We can't change history. But we can make it. Sometimes we have a second chance to undo something and make it right. We amend laws as a way of marking our progress as a society. When city and state and federal leaders restore the Hetch Hetchy Valley on behalf of the American people, we can change two dates of national remorse into good -- or as John Muir would say, glorious -- news. One hundred years later, the Raker Act wound will be healed, as the valley itself begins to reestablish its flowers and falls and flowing streams and fauna. In these dark December days, these sad dates for our country, the 19th and the 24th, will be days of redemption and hope. The anniversary of John Muir's death will be a celebration of his role as a writer above all of light; his beauty of language will have proved indomitable. His rousing ending of The Yosemite will be read as a successful call to conscience, courage, national heart.
And we can get comfort and joy from his Christmas eve words Muir was writing and reading as he lay dying, the pages of his book on Alaska. The last words describe his gratitude and awe at the northern lights:
I had seen the first bow when it stood complete in full splendor, and its gradual fading decay. Now I was to see the building of a new one from the beginning. Perhaps in less than half an hour the silvery material was gathered, condensed, and welded into a glowing, evenly proportioned arc like the first and in the same part of the sky. Then in due time over the eastern mountain-wall came another throng of restless electric auroral fairies, the infinitely fine pale-gray garments of each lightly touching those of their neighbors as they swept swiftly along the under side of the bridge and down over the western mountain like the merry band that had gone the same way before them, all keeping quivery step and time to music too fine for mortal ears.
While the gay throng was gliding swiftly along, I watched the bridge for any change they might make upon it, but not the slightest could I detect. They left no visible track, and after all had passed the glowing arc stood firm and apparently immutable, but at last faded slowly away like its glorious predecessor. Excepting only the vast purple aurora mentioned above, said to have been visible over nearly all the continent, these two silver bows in supreme, serene, supernal beauty surpassed everything auroral I ever beheld.

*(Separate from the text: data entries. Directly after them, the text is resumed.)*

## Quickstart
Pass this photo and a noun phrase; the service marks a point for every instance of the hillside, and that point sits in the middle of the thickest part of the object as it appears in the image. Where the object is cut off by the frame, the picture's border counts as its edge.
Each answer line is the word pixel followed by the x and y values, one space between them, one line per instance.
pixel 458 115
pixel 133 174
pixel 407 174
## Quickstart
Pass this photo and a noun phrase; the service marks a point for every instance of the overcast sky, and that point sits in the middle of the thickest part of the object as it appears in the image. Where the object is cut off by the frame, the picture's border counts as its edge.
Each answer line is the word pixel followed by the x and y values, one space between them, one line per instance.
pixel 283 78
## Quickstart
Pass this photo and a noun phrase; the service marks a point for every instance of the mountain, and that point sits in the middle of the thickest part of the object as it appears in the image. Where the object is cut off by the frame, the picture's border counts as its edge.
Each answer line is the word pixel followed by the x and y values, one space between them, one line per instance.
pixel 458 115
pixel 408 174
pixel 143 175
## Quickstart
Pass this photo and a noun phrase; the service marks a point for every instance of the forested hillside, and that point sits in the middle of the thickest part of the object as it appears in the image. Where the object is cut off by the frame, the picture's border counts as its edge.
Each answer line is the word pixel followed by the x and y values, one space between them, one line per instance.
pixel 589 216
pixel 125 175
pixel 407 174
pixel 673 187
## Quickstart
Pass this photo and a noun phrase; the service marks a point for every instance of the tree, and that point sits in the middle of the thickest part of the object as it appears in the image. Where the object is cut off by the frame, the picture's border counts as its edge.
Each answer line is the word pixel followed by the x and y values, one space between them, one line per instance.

To "behold" something is to see it with reverent wonder. Muir wanted us to behold nature, modeling his own ecstatic, exuberant and exhilarated response to nature's light. He wanted to write the poem with the news that William Carlos Williams -- who as an OB/GYN in his day job, knew whereof he spoke -- said would save our lives: "Look at what passes for the new. You will not find it there but in despised poems. It is difficult to get the news from poems yet men die miserably every day for lack of what is found there."
At the anniversary of his death, and the possibility of new news for the fate of Hetch Hetchy Valley, which lies like Sleeping Beauty's castle under a hundred-year-old spell, we can imagine the valley restored, and Muir's faith in words to save our world, faith in us to read them.
Quotations from John Muir, The Yosemite (New York: Century, 1912), 255-257, 260-262. Reprinted in Roderick Nash, The American Environment: Readings in The History of Conservation (Reading, Mass.: Addison-Wesley Publishing Company, 1968).